Influences on the band’s music have been as varied as the twenty years through which they’ve existed with early records getting a fresh release from hip-hop, drugs and the Britpop scene, and later albums from geography, esoteric books and films. “I wanted this album to be interesting in a filmic way,” Burgess explains. “I like the idea of [opening track] Love is Ending as a credit sequence and an opening, then there’s a backtrack through the album like Memento or Wild At Heart; I’m a big Lynch fan, and I love the way he messes with a film’s narrative. I’ve been doing a musical project for the Lynch Foundation,” he says shyly. “He’s using my music for transcendental mediation (TM) classes at the Lynch Foundation. He asked me to supply some music for a compilation album or something along those lines, we’re meant to work on something together. I gave him an acoustic version of The Only One I Know and he really liked it – wrote me a letter!” He says, as excitedly as you or I would be. “I do a lot of TM and I think it influences everything I do. I’ve only been there for the last two years so it only influences the last album.”
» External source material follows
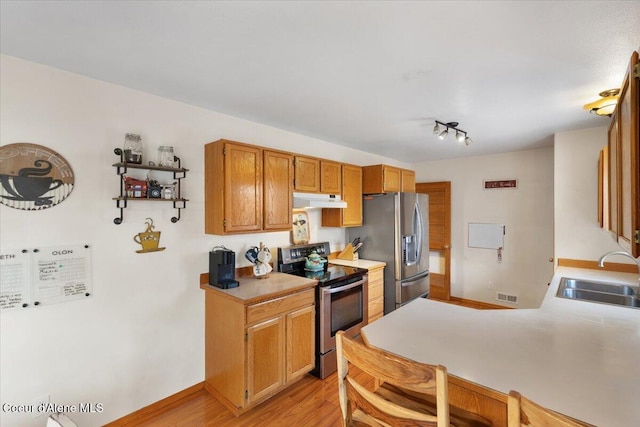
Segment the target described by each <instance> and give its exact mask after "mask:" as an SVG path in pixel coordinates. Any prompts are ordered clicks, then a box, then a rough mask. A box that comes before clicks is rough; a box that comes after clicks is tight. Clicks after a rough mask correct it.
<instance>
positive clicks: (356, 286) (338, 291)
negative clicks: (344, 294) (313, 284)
mask: <svg viewBox="0 0 640 427" xmlns="http://www.w3.org/2000/svg"><path fill="white" fill-rule="evenodd" d="M363 284H364V280H358V281H357V282H354V283H351V284H350V285H347V286H340V287H338V288H330V289H329V291H327V290H326V289H323V292H325V293H327V294H335V293H336V292H344V291H348V290H349V289H353V288H357V287H358V286H362V285H363Z"/></svg>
Sounds like a long way from Madchester and the heady days of Britpop. “I don’t really see my drug years as being a problem, I‘m just glad I don’t take them anymore,” he says without provocation. “I was at a point in my life where that felt like the right thing to do. I’m at another point now where I feel I’ve got through those phases of my life to get here, and it was all part of my life which I’ve lived without regrets.”
This open and carefree attitude oozes through Who We Touch reminiscent of Baggy’s cocky swagger and the loose West Coast hip-hop Burgess fell for back in the bands early years. As with most songs he pens lyrics for, there is a story behind it. “I don’t belong here in your garden / I should be up there on your throne / All the losers worship me”. Elsewhere Burgess has stated the song was about old manager Alan McGee, but today he has a different story.
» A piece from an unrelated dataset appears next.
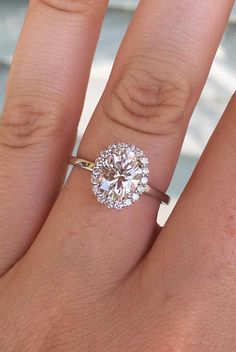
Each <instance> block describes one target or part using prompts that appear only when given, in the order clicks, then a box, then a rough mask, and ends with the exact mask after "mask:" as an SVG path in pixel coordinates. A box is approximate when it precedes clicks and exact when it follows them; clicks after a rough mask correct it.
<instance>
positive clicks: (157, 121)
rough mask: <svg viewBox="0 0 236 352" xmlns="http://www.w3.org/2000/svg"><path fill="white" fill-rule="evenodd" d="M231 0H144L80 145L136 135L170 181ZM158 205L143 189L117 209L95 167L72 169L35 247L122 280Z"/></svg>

“I was in Gatwick airport a while back, and this cockney scally chav girl with really bad makeup on is walking toward me and I bumped into her by accident and she did the L-shaped word to me on her forehead, y’know. And I was like ‘fuckin’ hell she thinks I’m a loser’. All the Charlatans fans are like me, so we’re all losers.”
Renown for giving away free songs, ringtones and downloads to subscribing fans, Charlatans have always been big on catering for fans needs, whether its playing requests or giving away their last album for free. “I think the way we treat our fans is been a huge part of why we’re still around,” says Burgess keenly. “We give to them and they give to us, and it’s mutual respect in a lot of ways. The thing about giving away the album for free last time was more than just treating the fans well; it was a move in a lot of ways, it was a statement of intent like a fuck you to the record company.”
This attitude has won the band many younger, more recently recruited fans such as The Pains of Being Pure at Heart and The Morning After Girls; musicians who they are keen to work with. “With new stuff we’ve had remixes done by The Horrors who are friends of mine, and we give those away for free - more feeding the fans and picking up people who are interested to try and get their heads around it. It’s always interesting to be involved in the passing of information, and that’s what it’s all about isn’t it? You never know where it will end up or what effect it will have.”